И Филарет перекрестился, стараясь отогнать от себя бесовское мечтание.

Но стук в двери повторился… И чей-то голос что-то проговорил невнятно, глухо.

— Кто бы это мог быть? В такую пору, в такую вьюгу… Кто там? — окликнул Филарет, подступая к двери.

И явственно услышал, как кто-то произнес дрожащим голосом:

— Боярин! Отвори, Христа ради!

Филарет вздрогнул от этих слов и от этого голоса, который почему-то показался ему знакомым. Он рванул дверь сильной рукой и тотчас отшатнулся от порога, сам не постигая, что перед ним происходит.

Из сеней, тяжело и медленно переступая через порог, вошел в келью кто-то, закутанный в оленью шубу и до того запорошенный снегом, что его скорее можно было принять за привидение, чем за живого человека.

— Кто ты? Кто ты? С нами крестная сила! — воскликнул Филарет, осеняя себя крестным знамением.

Вошедший рухнул на колени и заговорил дрожащим, старческим голосом:

— Батюшка, боярин! Аль не признал меня, старого слугу?

— Сидорыч!..

— Он самый!

И старик обнимал ноги своего боярина и с жаром целовал его колени, полы одежды…

Филарет поднял его с пола и крепко обнял, и несколько мгновений ни тот, ни другой не могли произнести ни слова от волнения.

— Как ты сюда попал?.. Не видели ль тебя? Ведь если узнают, тебя замучат, затомят в тюрьме…

— Что мне тюрьма! Пускай сажают, коли любо… Мне нужно весточку-то, весточку тебе, боярин, передать… Все живы! И боярыня твоя, и боярчонок, и боярышня… Живехоньки!

Филарет не выдержал, он опустился на лавку, трепеща всем телом, грудь его высоко вздымалась, он хотел говорить, спросить, узнать, но язык ему не повиновался.
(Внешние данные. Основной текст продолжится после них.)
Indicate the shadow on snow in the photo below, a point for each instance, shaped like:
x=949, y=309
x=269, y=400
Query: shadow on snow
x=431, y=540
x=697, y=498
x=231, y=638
— Сам видел всех! — продолжал старик, широко и радостно улыбаясь. — Сам у них и на Белоозере побывал, и сестриц твоих видел, и детки там твои, и зять — бедненько и тесненько живут, а мирно, хорошо таково. Михайло-то Федорович уж во какой вырос, а Татьяна Михайловна на эстолько повыше. Все тебе поклоны шлют… А от боярыни тебе вот и гостинец я привез… Погоди-ко… Ох, руки-то окоченели… Не владаю перстами, почитай!..

И он полез за пазуху, и долго-долго рылся, и вытащил оттуда наконец какой-то сверток. Подавая его боярину, сказал:

— Как я с Белоозера пришел к ней в Заонежье, в Егорьевский погост Толвуйской волости (ведь во куда сослали!..), да как сказал, мол, что еду к тебе и с весточкой о детках и об ней… Боярыня-то и вынесла мне это и говорит: «Скажи моему соколику ясному, что это я ему, здесь живя, рубашку сшила и, вспоминаючи о нем, над той рубашкой все слезы выплакала! Пусть и он над ней поплачет, меня вспомянет!»
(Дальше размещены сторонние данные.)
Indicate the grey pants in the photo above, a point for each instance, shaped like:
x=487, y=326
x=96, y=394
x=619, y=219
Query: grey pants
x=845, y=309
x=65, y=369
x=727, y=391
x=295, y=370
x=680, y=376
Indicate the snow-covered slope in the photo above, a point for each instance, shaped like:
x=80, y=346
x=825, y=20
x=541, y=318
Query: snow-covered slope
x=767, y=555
Как он это сказал, как развернул перед своим боярином эту простую холщовую рубаху, шитую по вороту и рукавам простым крестьянским швом, Филарет выхватил рубаху из рук Сидорыча, прижал ее к груди, стал целовать и заплакал… И плакал над нею, как ребенок, плакал теми чудными, сладкими, разрешающими слезами радости и счастья, которые так редко посылаются нам Богом.

А Сидорыч стоял перед ним и налюбоваться не мог на него, и ему казалось, что он переживает счастливейшую минуту жизни.

Но в дверь раздался условный стук, извещавший, что пора расстаться.

— Ну, прощай, батюшка боярин! Благодарение Богу, привел с тобой еще свидеться!

И он, отступая на шаг, в землю поклонился Филарету.

Стук повторился спешный, порывистый. Филарет крепко обнял старого слугу и мог только проговорить:

— Всем… Всем! Расскажи, что видел…

И Сидорыч исчез за дверью, как виденье…

А Филарет все еще не мог выпустить из рук привезенного гостинца, все любовался им, все целовал его, все прижимал к сердцу, все плакал… И дух его, окрыленный доброй вестью о милых, с теплой признательностью возвышался к Богу в немой, но чудной молитве.

IXСуд Божий

Ранние октябрьские сумерки уже опускались над Москвой, когда поезд царя, спешно возвращавшегося с богомолья от Троицы, вступал в Кремль Фроловскими воротами и въезжал с Ивановской площади на Дворцовый двор.

— Что он так скоро с богомолья обернул? — толковали среди дворцовой служни, толпившейся у ворот и выжидавшей поезда царицы. — Знать, не к добру?

— Вестимо, не к добру… Вечорась к нему второго гонца послали из Посольского приказа… Королевич, мол, недужен…

— Вот что!

— Да, чай, не это только?.. Что ж королевич! Человек он молодой, велико ль дело! Объелся либо простудился в отъезжем поле, ну, поваляется и отлежится! Чего другого нет ли?

— А что же? Что же бы такое? Разве слышно что?

— Э-э! Слухов всех не переслушаешь! Такие-то вон страсти бают… Того сулят, что и не приведи Господь!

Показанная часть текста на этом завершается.